Ümmet-i Muhammed’in “acil” gündemlerinin bulunması, “itikadda mezhebin ne?” sorusunu erteler mi? Ya da bu gündemlerle iştigal eden bir kimsenin itikadda herhangi bir mezhebin mensubu olmadığını söylemesi gerçekte neye tekabül eder?
Şurası açık ki, geçmişte Ehl-i Sünnet ile bid’at fırkalar arasında cereyan etmiş kelamî münakaşalarda gündemde olan hususların birçoğu günümüzde güncelliğini yitirmiş durumda. Kimse cevher, araz, cüz’-i la yetecezze… gibi konularla ilgilenmiyor.
Ancak bu, itikadın ve itikadî kabullerin güncelliğini, daha da önemlisi, “önemini” yitirdiği anlamına elbette gelmez. Zikrettiğim hususlar ve benzerleri, kelam sisteminin temelleri/öncülleri üzerine o dönemde tartışma gündeminde bina edilmiş meselelerdi. Bugün aynı temeller/öncüller varlığını devam ettiriyor; değişense, o öncüller üzerine bina edilen, edilmesi gereken meseleler.
Ehl-i Sünnet, “Sünnet”e bakışıyla diğerlerinden ayrılır. Bu en temel noktadır. Burada dikkat edilmesi gereken o ki, herkes bu nokta üzerinde görüş birliği ettiği halde, bunun pratik yansımaları hakkında çoğu kimse fikir sahibi olmadığı için, bu temel kabulün ayakları çoğu zaman yere basmıyor.
Oysa mesela Kur’an’ın herhangi bir ayetinin Sünnet verileri dikkat alınmadan tefsir edilmesi veya meallendirilmesi, aynı zamanda kişinin itikadî çizgisini ele veren bir göstergedir.
Hadisler ve hadis ravileri hakkındaki mülahazalar da bu noktanın uzantısı olarak kişinin itikadî çizgisinin tebellür etmesinde rol oynar. Bir kimse, herhangi bir makbul hadis hakkında veya sahabeden herhangi birisi konusunda küçümseyici bir tavır takınıyor, kendisini onları yargılayıcı/sorgulayıcı mevkide görüyorsa, Ehl-i Sünnet çizginin dışına düşmüş demektir.
Burada bir noktayı açıklığa kavuşturalım: “Delil olmaları”, “bilgi ifade etmeleri” noktasında hadislere burun kıvırmak başka şeydir, Usul-i Fıkıh sistemi doğrultusunda hadisler arasında tercihte bulunmak başka şeydir. Aynı şekilde Sahabe nesline karşı herhangi bir hassasiyet göstermemekle, tearuz esnasında sahabîlerin rivayetleri ve kabulleri arasında tercih yapmak da birbirine karıştırılmamalıdır…

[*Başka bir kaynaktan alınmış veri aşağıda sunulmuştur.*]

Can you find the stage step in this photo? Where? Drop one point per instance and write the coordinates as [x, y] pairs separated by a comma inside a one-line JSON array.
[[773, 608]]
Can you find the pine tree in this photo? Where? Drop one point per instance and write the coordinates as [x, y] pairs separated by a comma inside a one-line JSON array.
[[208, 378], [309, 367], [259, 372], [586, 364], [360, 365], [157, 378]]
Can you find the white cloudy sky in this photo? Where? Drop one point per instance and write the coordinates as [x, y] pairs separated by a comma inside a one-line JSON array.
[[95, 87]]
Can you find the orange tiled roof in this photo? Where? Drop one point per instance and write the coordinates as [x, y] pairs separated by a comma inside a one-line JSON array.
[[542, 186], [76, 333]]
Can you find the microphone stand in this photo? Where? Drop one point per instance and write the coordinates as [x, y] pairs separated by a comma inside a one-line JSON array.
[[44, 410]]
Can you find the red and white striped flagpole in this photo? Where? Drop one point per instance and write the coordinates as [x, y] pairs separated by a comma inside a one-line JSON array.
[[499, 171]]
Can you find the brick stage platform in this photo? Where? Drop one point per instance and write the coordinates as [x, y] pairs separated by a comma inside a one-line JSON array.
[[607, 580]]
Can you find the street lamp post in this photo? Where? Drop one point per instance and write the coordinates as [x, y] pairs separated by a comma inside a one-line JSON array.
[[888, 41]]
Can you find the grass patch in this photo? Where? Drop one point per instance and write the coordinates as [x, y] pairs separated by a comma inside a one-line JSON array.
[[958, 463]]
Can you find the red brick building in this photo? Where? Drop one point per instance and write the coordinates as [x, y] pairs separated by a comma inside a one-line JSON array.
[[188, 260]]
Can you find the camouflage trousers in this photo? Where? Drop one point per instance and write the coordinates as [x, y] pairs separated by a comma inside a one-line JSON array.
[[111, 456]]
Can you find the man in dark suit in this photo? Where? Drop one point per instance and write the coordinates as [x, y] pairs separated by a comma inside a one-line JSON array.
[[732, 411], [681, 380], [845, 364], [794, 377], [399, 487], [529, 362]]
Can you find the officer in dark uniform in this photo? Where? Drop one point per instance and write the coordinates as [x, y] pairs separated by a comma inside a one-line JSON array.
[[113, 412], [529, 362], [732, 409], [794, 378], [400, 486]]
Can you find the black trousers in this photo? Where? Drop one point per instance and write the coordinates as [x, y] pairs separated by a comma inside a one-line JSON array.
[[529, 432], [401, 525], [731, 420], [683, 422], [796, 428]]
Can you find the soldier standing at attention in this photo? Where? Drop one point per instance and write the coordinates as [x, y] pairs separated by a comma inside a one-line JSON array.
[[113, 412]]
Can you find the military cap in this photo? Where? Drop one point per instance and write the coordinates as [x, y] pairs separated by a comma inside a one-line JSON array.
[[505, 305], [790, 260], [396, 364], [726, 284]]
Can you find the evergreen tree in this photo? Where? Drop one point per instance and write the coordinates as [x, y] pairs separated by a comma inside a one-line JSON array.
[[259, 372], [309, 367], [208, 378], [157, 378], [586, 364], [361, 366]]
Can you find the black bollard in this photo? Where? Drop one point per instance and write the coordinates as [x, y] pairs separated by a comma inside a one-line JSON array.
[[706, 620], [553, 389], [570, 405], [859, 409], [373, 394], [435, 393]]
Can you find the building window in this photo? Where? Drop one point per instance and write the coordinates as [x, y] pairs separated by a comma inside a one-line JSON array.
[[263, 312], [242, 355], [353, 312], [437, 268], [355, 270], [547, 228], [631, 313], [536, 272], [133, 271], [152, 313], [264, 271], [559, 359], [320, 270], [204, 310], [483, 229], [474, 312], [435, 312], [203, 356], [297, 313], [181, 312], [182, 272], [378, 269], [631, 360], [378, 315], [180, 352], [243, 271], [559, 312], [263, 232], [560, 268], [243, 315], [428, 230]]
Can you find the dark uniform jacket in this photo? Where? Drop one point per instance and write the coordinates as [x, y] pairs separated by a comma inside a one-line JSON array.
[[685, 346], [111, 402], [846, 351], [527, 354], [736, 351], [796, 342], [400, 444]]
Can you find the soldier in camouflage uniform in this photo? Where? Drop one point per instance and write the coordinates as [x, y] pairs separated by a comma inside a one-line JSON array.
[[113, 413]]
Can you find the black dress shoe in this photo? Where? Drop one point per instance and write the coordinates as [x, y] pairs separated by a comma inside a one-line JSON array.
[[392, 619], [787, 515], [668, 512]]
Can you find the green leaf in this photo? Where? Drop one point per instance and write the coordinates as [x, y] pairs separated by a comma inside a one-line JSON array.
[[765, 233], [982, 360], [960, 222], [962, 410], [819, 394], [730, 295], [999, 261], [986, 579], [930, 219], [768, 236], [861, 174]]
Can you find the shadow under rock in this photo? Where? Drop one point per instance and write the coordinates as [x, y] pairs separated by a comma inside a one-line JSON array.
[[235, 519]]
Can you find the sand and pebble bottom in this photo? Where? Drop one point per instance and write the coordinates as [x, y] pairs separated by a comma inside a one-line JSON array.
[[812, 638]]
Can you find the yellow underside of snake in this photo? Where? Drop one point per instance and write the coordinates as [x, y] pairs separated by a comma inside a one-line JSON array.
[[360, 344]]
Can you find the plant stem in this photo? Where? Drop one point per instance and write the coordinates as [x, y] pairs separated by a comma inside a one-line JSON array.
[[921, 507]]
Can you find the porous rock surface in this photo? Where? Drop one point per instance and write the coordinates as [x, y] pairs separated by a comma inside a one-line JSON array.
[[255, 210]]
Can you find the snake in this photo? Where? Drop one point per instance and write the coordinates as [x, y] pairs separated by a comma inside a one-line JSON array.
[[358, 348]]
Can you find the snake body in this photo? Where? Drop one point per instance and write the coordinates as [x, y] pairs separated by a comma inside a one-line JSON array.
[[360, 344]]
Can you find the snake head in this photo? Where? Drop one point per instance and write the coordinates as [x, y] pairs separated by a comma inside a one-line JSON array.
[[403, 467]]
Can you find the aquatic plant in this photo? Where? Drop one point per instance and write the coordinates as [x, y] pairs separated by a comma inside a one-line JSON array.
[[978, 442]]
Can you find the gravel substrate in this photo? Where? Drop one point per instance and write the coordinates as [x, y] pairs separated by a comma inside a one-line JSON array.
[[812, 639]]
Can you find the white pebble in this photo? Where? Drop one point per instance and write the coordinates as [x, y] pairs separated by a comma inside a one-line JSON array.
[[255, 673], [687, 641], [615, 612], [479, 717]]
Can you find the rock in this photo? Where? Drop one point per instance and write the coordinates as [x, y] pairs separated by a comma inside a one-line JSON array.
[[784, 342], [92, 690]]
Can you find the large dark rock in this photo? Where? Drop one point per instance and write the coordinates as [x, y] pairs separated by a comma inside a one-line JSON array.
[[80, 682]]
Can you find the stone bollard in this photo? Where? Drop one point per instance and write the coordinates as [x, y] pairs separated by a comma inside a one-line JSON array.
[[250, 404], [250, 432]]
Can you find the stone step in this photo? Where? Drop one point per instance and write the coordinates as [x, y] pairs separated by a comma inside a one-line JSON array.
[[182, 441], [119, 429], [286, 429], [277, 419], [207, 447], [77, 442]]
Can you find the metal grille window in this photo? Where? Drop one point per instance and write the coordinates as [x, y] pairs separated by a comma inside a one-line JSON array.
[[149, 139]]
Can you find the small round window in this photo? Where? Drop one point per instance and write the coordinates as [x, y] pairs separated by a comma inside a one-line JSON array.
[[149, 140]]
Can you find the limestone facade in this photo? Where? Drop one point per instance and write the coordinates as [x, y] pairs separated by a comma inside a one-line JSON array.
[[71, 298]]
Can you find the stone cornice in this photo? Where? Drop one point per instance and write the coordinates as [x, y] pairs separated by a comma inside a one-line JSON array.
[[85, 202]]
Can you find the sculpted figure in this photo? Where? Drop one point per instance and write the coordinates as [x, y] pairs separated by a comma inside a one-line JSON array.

Hadislerin dinde/itikadda delil olamayacağını söylemek, Kur’an’ı sırf kendi görüşüne veya günün revaçta olan telakkilerine uygun tarzda tefsir etmek, hatta amelde herhangi bir mezhebi taklid etmediği iddiasında bulunmak, Selef’e, ulemaya sulehaya burun kıvırarak bakmak Ehl-i Sünnet dışı tutumların tezahür ettiği başlıca alanlardır. Bir kimseden bunların sadır olduğunu müşahede ederseniz, tereddüt etmeden anlayın ve bilin ki o kimse Ehl-i Sünnet değildir. İstediği kadar bizimle aynı safta namaz kılsın, istediği kadar başörtüsüne özgürlük mücadelesi versin, istediği kadar “Gazze” desin…
“Başörtüsüne özgürlükten, Gazze’den, Ümmet’in problemlerinden daha önemli mi Ehl-i Sünnet olmak? Ehl-i Sünnet olduğunu söyleyip de sırtüstü yatanlar yahut dünyevî mülahazalarla şu veya bu çevreyle aynı safta yer alanlar ne olacak?” diye sorulduğunu duyar gibiyim.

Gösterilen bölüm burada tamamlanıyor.